Third, the 5% THC cap is too restrictive to be therapeutic. Trials of Nabiximols titrated patients to 20–30 mg THC/day, leading to a 25–34% reduction in spasticity. Long-term studies allowed doses as high as 130 mg/day, with tolerable safety. In cancer pain trials, daily THC dosing between 20–40 mg produced clinically significant analgesia. Under current law, Georgia patients would need to consume impractically large volumes of oil to reach these levels, raising costs, discouraging adherence, and pushing some toward illicit sources. The evidence supports raising or removing the cap, with sensible regulation, labeling, and taxation to ensure safe use.
Fourth, Georgia only permits oils, tinctures, capsules, and topicals. Yet patients often need faster relief. Inhalation peaks within 3–10 minutes, compared to 1–3 hours for oral forms, making it essential for breakthrough pain, nausea, or seizures. Data from states that allow inhalation and vaporization show higher patient satisfaction, better adherence, and reductions in the use of rescue medications. Georgia should authorize inhalation and vaporization, and consider pilot authorization for flower and edibles under controlled potency guidelines.
Fifth, Georgia’s closed condition list leaves many patients without options.
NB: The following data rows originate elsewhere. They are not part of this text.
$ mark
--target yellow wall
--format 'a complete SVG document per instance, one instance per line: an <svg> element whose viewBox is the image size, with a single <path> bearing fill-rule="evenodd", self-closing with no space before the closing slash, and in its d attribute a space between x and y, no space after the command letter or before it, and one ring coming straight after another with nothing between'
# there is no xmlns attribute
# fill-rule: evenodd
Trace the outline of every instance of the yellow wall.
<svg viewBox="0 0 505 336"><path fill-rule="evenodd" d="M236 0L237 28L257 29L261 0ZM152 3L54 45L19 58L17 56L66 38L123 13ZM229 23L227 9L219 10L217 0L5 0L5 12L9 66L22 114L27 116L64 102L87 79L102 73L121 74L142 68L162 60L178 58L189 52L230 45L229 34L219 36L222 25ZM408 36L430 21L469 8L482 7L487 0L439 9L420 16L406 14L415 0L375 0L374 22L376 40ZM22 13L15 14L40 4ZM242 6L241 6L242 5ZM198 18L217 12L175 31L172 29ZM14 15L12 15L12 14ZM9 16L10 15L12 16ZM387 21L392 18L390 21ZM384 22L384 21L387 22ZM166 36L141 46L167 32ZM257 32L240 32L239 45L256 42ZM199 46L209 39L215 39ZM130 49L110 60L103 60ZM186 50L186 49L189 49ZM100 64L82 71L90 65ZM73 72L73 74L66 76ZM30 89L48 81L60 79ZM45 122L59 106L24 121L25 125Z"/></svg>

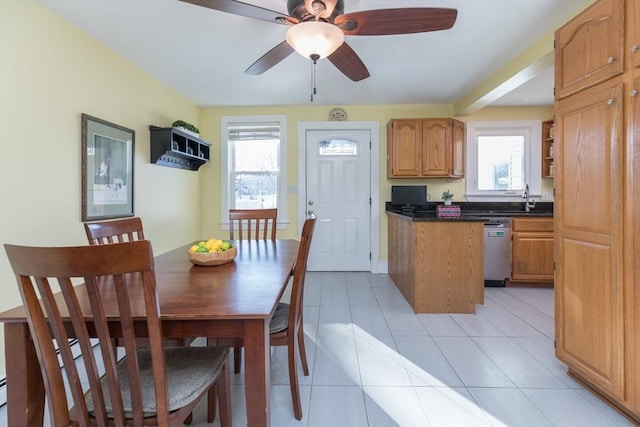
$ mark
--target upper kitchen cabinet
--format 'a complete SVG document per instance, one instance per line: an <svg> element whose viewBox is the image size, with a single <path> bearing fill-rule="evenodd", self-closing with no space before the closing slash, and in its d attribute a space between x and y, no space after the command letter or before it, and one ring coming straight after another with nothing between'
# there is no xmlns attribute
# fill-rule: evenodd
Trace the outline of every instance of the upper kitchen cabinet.
<svg viewBox="0 0 640 427"><path fill-rule="evenodd" d="M464 123L392 119L387 125L388 178L462 178Z"/></svg>
<svg viewBox="0 0 640 427"><path fill-rule="evenodd" d="M557 98L624 72L624 8L624 0L598 1L556 31Z"/></svg>
<svg viewBox="0 0 640 427"><path fill-rule="evenodd" d="M597 0L556 32L556 50L565 50L560 41L568 35L575 39L584 32L589 37L581 56L575 57L577 64L592 64L606 46L616 51L618 45L626 46L626 56L609 54L611 65L619 62L616 70L622 67L622 72L585 78L584 88L556 98L554 201L556 355L572 376L636 423L640 68L637 58L631 58L640 27L639 3ZM608 30L601 31L601 26ZM566 64L562 53L556 59ZM568 86L556 81L558 87Z"/></svg>

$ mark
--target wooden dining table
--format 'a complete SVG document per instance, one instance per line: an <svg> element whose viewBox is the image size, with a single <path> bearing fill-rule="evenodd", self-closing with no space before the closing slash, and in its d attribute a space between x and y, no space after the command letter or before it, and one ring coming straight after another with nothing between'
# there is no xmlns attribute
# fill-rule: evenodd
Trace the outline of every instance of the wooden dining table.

A compassionate-use or “Right-to-Try” pathway would ensure that patients with debilitating conditions like refractory migraines, fibromyalgia, or severe anxiety aren’t excluded when conventional therapies fail. Pilot RCTs in ulcerative colitis have already shown improvements in both disease activity and quality of life, while real-world data consistently demonstrate reduced migraine intensity and anxiety symptoms with cannabis use. Other states, like New York and Minnesota, have already adopted such models.
Finally, access itself must be modernized. Georgia requires in-person pickup at dispensaries, which disproportionately burdens rural, elderly, and disabled patients. More than 25 U.S. states plus Puerto Rico already allow some form of medical cannabis delivery. Patient surveys in those states show fewer missed doses, reduced travel burden, and improved treatment adherence. Track-and-trace systems and licensed couriers can ensure accountability, while subsidies or reasonable fees make delivery equitable statewide.
In closing, as we observe Pain Awareness and Suicide Prevention Month, we must confront the reality that untreated pain and lack of access can worsen suffering and, in some cases, lead to despair. By modernizing Georgia’s program — removing the end-stage requirement, expanding conditions, adjusting the THC cap, authorizing more forms, creating compassionate-use pathways, and enabling safe delivery — we can deliver evidence-based, equitable, and compassionate care.
This is not about politics. It is about dignity, science, and improving lives. On behalf of Trulieve Georgia, thank you again for your leadership and your partnership in advancing health for patients across our state.”